Management of CKD Stage II
For patients with CKD Stage II (GFR 60-89 mL/min/1.73 m²), management should focus on comprehensive cardiovascular risk reduction, blood pressure control, and monitoring for disease progression, with treatment intensity determined primarily by the presence and degree of albuminuria rather than GFR alone. 1
Risk Stratification by Albuminuria
The management approach differs substantially based on albuminuria status:
- Normal albuminuria (<30 mg/g): Annual screening is sufficient; this represents low risk for progression 1
- Moderately increased albuminuria (30-299 mg/g): Requires treatment and monitoring 1-2 times yearly 1
- Severely increased albuminuria (≥300 mg/g): High-risk category requiring treatment and monitoring 3-4 times per year 1, 2
Blood Pressure Management
Target blood pressure should be ≤130/80 mmHg for all CKD Stage II patients with albuminuria ≥30 mg/g. 1, 3
RAS Blockade Strategy
- For patients with hypertension AND albuminuria: Initiate ACE inhibitor or ARB immediately and titrate to the maximum tolerated dose 1
- For patients with albuminuria ≥300 mg/g: ACE inhibitor or ARB is strongly recommended regardless of blood pressure status (Grade 1B recommendation) 2
- For patients with normal blood pressure and normal albuminuria (<30 mg/g): ACE inhibitor or ARB is NOT recommended for primary prevention 1
Monitoring After RAS Blockade Initiation
Check serum creatinine and potassium within 2-4 weeks of starting or increasing ACE inhibitor/ARB dose 1. Continue therapy unless creatinine rises >30% within 4 weeks 1. Do not discontinue for mild-to-moderate creatinine increases in the absence of volume depletion 1.

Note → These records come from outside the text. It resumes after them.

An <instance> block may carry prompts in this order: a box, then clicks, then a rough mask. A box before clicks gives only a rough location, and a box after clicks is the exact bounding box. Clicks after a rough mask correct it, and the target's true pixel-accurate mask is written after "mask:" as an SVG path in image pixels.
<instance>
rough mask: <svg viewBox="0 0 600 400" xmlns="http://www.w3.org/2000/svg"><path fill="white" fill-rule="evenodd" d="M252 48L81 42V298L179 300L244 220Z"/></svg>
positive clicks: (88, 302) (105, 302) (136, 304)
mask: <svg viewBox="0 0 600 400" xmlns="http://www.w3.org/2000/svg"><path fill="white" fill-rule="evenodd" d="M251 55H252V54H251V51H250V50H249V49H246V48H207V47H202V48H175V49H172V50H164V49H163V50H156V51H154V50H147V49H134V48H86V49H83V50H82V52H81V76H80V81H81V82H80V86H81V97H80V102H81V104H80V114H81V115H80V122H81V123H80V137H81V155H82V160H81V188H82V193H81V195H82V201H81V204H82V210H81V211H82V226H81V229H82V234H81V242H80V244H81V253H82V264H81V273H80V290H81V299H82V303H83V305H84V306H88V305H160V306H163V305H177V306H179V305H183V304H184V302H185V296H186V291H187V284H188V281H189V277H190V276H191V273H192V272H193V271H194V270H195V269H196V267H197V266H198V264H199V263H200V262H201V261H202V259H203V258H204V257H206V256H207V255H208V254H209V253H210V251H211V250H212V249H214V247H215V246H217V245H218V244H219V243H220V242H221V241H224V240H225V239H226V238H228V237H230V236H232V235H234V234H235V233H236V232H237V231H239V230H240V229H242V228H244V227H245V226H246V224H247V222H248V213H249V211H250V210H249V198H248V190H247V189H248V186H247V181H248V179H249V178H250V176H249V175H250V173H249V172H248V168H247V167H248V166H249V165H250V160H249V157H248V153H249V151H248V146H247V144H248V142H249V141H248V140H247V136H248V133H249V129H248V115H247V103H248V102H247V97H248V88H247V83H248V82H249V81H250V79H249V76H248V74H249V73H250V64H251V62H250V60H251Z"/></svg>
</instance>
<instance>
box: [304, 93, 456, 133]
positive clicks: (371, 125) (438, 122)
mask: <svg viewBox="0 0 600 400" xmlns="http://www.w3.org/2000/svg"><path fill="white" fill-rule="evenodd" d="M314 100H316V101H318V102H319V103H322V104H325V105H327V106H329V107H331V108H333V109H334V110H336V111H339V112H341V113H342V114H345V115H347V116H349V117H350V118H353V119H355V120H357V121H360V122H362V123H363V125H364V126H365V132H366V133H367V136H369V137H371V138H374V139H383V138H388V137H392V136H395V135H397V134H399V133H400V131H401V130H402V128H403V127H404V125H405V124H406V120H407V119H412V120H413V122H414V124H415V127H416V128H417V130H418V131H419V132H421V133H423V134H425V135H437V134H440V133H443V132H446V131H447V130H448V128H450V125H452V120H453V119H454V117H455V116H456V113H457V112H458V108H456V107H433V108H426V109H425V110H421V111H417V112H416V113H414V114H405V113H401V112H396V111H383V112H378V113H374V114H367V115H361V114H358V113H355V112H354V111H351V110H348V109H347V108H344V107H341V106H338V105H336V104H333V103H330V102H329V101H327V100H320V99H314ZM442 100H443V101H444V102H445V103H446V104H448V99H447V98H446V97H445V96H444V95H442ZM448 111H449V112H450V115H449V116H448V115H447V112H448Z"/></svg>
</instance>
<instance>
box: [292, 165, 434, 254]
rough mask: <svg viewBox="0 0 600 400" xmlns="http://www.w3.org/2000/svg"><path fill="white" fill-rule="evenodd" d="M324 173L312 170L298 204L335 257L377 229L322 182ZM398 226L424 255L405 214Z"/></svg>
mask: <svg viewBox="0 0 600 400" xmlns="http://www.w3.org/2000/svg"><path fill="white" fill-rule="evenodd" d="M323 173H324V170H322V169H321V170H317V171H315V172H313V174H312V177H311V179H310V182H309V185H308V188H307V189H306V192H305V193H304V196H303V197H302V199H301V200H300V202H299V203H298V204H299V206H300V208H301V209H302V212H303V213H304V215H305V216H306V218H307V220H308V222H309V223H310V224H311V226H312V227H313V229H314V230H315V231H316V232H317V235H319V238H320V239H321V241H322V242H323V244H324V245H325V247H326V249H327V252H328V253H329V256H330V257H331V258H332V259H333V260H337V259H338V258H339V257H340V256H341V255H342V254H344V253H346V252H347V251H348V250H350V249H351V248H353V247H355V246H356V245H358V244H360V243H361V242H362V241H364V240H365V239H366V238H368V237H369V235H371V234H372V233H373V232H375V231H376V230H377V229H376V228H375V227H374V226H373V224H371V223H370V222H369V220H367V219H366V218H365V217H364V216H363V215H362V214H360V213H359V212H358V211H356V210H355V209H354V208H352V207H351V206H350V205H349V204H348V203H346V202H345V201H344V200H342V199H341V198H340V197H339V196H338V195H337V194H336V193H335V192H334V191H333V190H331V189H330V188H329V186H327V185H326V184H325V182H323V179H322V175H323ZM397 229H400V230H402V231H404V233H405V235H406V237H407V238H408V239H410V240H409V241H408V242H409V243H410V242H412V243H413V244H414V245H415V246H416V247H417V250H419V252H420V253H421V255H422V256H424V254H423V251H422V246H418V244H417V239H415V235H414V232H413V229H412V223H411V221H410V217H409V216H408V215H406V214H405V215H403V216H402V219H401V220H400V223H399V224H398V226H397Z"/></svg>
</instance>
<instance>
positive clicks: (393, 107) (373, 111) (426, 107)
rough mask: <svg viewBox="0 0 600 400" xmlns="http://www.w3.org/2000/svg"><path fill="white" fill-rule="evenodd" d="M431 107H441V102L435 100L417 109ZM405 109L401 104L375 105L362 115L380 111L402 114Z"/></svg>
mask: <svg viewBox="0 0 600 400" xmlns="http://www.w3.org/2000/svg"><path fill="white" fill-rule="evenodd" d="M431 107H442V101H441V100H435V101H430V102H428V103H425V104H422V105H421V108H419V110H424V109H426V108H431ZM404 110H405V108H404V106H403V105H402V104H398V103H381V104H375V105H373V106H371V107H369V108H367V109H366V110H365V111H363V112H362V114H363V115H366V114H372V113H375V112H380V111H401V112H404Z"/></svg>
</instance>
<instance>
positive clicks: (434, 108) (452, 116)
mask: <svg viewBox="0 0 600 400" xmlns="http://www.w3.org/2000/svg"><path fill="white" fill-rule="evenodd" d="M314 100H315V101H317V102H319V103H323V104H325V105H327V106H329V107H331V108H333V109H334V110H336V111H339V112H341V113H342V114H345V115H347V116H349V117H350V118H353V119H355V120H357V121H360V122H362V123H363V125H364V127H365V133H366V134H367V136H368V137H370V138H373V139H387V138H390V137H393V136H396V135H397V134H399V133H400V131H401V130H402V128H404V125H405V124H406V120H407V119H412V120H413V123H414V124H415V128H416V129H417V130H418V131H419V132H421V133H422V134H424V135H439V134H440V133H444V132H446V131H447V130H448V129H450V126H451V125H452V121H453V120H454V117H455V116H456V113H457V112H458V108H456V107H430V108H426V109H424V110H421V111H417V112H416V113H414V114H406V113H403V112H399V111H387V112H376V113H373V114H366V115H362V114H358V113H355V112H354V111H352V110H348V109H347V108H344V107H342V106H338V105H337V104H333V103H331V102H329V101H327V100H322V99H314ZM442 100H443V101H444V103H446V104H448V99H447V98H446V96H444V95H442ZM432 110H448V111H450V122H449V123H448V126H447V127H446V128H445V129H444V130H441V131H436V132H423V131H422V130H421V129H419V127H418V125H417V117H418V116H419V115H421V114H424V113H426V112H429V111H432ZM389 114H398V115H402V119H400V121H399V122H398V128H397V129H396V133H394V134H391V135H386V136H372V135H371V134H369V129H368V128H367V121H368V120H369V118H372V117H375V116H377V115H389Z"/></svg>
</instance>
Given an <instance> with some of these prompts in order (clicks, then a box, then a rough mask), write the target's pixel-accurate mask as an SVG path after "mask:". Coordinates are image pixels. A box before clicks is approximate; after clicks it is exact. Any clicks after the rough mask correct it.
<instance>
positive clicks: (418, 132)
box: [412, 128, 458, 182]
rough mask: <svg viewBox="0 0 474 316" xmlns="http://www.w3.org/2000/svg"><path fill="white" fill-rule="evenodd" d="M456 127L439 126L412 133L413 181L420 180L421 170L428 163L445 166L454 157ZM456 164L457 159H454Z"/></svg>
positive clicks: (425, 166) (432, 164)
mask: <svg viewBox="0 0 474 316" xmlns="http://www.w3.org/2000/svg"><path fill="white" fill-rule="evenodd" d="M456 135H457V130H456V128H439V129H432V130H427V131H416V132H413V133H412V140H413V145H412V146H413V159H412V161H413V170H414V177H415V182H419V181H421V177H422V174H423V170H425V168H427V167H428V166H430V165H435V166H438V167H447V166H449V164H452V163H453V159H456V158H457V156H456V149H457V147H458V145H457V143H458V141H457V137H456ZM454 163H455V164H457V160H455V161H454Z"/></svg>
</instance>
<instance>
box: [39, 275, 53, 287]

Diabetes Management (if applicable)
For patients with type 2 diabetes and CKD Stage II:
- SGLT2 inhibitors are recommended for cardiovascular and renal protection when eGFR ≥20 mL/min/1.73 m² and albuminuria is present 1, 4
- Metformin can be continued safely at this GFR level 4
- Target HbA1c ≤7.0% in most patients, though individualization is appropriate for elderly or high-risk patients 2
Cardiovascular Risk Reduction
Lipid Management
All patients ≥50 years with CKD Stage II should receive statin therapy (Grade 1B recommendation) 1. For patients 18-49 years, initiate statin if they have:
- Known coronary disease 1
- Diabetes mellitus 1
- Prior ischemic stroke 1
- 10-year cardiovascular risk >10% 1
Antiplatelet Therapy
- Aspirin is recommended for secondary prevention in patients with established cardiovascular disease 1
- For primary prevention, aspirin may be considered in high-risk individuals, but balance against bleeding risk 1
Lifestyle Modifications
Implement the following evidence-based interventions:
- Dietary protein: Target 0.8 g/kg body weight per day 1, 4
- Sodium restriction: <2,300 mg/day (ideally <2,000 mg/day) 4
- Physical activity: 150 minutes weekly of moderate-intensity exercise 4
- Mediterranean-style diet: Emphasize plant-based foods, whole grains, and limit red/processed meats 1, 4
- Smoking cessation: Essential for all patients 1
Nephrotoxin Avoidance
- Discontinue NSAIDs immediately 4
- Minimize iodinated contrast exposure 2
- Review all medications for appropriate dosing 2
- Avoid herbal supplements with potential nephrotoxicity 4
Monitoring Frequency
The frequency of monitoring depends on albuminuria category:
- Normal albuminuria: Annual eGFR and urine albumin testing 1
- Moderately increased albuminuria (30-299 mg/g): Every 6-12 months 1
- Severely increased albuminuria (≥300 mg/g): Every 3-4 months 1, 2
At each visit, assess: eGFR, urine albumin-to-creatinine ratio, serum potassium, and blood pressure 4.
Nephrology Referral Indications
Refer to nephrology if:
- Albuminuria ≥300 mg/g 2
- Uncertainty about CKD etiology 1
- Rapid decline in eGFR (>5 mL/min/1.73 m² per year) 5
- Difficulty achieving blood pressure or metabolic targets 5
Common Pitfalls to Avoid
Do not withhold ACE inhibitors/ARBs for mild creatinine elevations (<30% increase) as this represents appropriate hemodynamic response rather than kidney injury 1. The cardiovascular and renal protective benefits outweigh concerns about modest GFR reductions 1.
Do not use ACE inhibitors and ARBs in combination as dual RAS blockade increases adverse events without additional benefit 1.
Ensure contraception counseling for women of childbearing age on ACE inhibitors or ARBs, and discontinue these medications if pregnancy is planned or occurs 1.